安安咬牙锤了锤木板,却疼在自己身上,可眼下顾不得手上的钝痛,她去寻她爹爹。
她大喊着,想要闹出点动静让外边的人听见,又不停地敲打着木板,敲得掌指关节流血,可愣是得不到半点回应,甚至被那外方的喧闹盖过。
忽然传来一句“不得好死”的怒斥,撕心裂肺,带着无比的愤怒,木板便又传来一道重物坠地之声。
谁?谁不得好死?
她不知道,她只知道这重物坠地之声像极了她儿时跨过门槛失足摔地之声,但比那要重的多,爹爹一定摔的很疼!

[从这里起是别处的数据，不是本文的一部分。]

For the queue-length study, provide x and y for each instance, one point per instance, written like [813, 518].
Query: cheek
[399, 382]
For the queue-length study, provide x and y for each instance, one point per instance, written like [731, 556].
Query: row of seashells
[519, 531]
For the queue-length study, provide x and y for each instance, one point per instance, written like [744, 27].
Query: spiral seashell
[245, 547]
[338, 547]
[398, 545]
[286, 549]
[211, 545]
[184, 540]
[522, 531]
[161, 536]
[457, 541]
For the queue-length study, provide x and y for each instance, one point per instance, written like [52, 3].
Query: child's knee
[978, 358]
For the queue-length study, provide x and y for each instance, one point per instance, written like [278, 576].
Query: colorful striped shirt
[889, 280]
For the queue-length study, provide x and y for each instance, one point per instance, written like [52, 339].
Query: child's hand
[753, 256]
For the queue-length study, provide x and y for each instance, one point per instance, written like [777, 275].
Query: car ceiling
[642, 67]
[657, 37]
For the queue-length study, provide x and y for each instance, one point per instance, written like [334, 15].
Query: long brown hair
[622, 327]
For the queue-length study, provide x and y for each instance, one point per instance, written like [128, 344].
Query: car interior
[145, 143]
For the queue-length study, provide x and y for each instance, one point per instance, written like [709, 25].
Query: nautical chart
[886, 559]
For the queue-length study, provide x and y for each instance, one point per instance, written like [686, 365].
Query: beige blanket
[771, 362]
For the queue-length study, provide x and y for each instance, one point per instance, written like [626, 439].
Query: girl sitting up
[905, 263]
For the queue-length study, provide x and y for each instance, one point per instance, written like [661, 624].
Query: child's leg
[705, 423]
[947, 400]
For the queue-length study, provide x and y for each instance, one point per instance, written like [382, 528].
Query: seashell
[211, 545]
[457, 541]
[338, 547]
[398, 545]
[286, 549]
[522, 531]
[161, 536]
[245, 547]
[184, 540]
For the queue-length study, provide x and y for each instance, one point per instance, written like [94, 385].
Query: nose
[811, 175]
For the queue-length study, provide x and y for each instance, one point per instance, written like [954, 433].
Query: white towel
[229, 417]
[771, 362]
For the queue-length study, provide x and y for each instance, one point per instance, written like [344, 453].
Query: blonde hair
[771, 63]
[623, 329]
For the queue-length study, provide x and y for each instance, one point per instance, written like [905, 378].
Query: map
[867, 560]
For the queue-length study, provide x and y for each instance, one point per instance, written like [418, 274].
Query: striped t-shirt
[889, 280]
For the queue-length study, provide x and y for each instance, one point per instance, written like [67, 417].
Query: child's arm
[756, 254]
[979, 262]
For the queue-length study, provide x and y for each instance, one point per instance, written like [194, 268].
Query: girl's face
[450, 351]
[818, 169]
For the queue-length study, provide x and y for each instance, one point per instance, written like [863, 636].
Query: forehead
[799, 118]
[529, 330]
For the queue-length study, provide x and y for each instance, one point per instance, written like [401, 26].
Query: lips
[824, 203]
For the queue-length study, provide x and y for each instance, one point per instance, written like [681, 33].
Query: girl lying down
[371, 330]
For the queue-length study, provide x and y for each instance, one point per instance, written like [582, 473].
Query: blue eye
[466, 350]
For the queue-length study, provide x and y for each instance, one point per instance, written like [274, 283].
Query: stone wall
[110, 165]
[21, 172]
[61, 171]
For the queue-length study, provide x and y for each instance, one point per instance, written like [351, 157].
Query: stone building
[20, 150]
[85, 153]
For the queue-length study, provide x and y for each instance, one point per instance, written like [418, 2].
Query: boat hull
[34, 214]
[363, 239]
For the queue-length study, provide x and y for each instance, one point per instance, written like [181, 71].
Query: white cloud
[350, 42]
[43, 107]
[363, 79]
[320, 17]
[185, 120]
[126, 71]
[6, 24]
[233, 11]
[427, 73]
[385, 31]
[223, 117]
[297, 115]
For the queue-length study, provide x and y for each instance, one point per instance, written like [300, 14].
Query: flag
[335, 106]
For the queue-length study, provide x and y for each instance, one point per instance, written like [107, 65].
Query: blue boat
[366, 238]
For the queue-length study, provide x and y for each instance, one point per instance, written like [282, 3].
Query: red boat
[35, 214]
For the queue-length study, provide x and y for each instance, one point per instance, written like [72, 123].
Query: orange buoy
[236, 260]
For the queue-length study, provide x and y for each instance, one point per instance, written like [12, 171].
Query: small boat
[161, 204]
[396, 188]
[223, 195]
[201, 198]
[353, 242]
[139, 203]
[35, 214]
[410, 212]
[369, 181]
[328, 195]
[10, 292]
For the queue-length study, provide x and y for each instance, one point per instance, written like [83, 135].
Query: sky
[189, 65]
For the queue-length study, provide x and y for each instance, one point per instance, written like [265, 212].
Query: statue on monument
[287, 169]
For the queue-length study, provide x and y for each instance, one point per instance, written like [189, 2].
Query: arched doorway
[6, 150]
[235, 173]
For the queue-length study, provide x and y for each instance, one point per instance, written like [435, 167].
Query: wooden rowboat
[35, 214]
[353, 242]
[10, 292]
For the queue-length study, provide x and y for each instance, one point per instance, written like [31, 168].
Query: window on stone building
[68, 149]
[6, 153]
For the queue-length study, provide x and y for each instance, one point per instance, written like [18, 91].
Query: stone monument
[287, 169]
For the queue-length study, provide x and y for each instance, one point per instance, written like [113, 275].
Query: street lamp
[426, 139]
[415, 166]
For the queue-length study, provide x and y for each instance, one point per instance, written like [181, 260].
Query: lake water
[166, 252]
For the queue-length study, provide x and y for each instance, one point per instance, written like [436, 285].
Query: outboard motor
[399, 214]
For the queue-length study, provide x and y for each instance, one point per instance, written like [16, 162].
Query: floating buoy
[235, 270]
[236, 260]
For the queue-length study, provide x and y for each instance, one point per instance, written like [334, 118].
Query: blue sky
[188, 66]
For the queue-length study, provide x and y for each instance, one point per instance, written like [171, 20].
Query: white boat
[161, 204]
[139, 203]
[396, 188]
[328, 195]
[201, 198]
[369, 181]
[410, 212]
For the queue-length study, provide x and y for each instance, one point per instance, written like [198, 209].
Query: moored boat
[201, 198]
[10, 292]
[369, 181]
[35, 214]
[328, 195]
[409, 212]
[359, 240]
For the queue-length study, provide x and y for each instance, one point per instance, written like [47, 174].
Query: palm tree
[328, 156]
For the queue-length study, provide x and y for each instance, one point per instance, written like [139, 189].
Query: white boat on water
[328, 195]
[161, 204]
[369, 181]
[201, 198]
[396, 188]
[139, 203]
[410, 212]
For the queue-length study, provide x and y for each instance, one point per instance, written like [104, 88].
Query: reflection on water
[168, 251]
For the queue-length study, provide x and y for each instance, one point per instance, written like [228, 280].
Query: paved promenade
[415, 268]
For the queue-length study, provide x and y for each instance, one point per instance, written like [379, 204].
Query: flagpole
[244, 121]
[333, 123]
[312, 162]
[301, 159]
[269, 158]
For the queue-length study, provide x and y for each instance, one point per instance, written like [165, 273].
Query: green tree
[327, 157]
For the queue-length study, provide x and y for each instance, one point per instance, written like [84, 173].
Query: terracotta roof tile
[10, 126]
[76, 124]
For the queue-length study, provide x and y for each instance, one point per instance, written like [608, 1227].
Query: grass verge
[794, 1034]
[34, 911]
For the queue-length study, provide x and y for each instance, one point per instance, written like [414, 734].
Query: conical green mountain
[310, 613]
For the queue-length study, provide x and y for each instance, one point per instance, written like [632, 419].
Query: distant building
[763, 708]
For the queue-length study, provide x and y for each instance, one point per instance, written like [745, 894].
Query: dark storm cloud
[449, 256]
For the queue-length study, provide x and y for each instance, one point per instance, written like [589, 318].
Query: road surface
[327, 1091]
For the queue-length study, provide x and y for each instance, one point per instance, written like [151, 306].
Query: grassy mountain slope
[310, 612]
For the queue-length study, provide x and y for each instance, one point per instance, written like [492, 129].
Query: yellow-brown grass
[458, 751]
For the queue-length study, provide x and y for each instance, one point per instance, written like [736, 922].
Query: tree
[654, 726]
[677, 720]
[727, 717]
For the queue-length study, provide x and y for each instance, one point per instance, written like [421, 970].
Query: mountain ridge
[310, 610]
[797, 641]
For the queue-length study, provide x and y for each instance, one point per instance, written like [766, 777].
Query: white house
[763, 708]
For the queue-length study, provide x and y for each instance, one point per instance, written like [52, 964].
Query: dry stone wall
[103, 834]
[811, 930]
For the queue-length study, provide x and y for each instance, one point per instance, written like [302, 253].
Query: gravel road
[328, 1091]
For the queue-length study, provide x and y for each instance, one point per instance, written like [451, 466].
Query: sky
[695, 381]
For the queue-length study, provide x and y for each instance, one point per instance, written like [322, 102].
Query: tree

胸口又莫名袭上一阵剜肉一样的疼痛,让她恨不得将心挖出来,看看究竟是为何。
“爹爹…爹爹!!”
那破音的呐喊直穿木板,如穿针引线般直透过九霄云外……
为什么…为什么要这样…她疼得脚趾抽筋,喉头里比胆汁还苦,竟倏地吐出来一口液体来。
这地洞黑得很,她也不知道自己吐了个什么,只觉得那东西粘稠,一直卡在喉间很难受,定不是什么好东西。
吐完后胸口的闷痛终于稍缓,却闻见一丝烧焦之味。
浓浓的白烟从木板的缝隙钻入,排挤着本就稀薄的空气
她反应过来,再次用尽平生之力敲打着木板,最后敲得她感觉骨头都要裂开,却依旧纹丝不动。
绝望,无助,以及......那种久违的失去...
是不是她也如那《西游记》的齐天大圣,于火炉中熏烤,修得了一双火眼金睛,她好像看到了那场蔓延的大火。
只是,那被烧毁的,不是她那熟悉的小木屋,而是一座陌生的宫殿,还有一位和她自己竟有几分神似的,一遍一遍呼喊着自己小名的姑娘...
可她只有这火眼金睛,却没有其他神通......她救不了那姑娘,更救不了爹爹,甚至,连自己都救不了......
洞中的温度越来越高,连手中的两块吊坠都有些烫手。
她不肯撒手,哪怕烫破皮,哪怕烧穿骨......
“爹爹...千韩…”她反复呢喃着,直至再也无法出声...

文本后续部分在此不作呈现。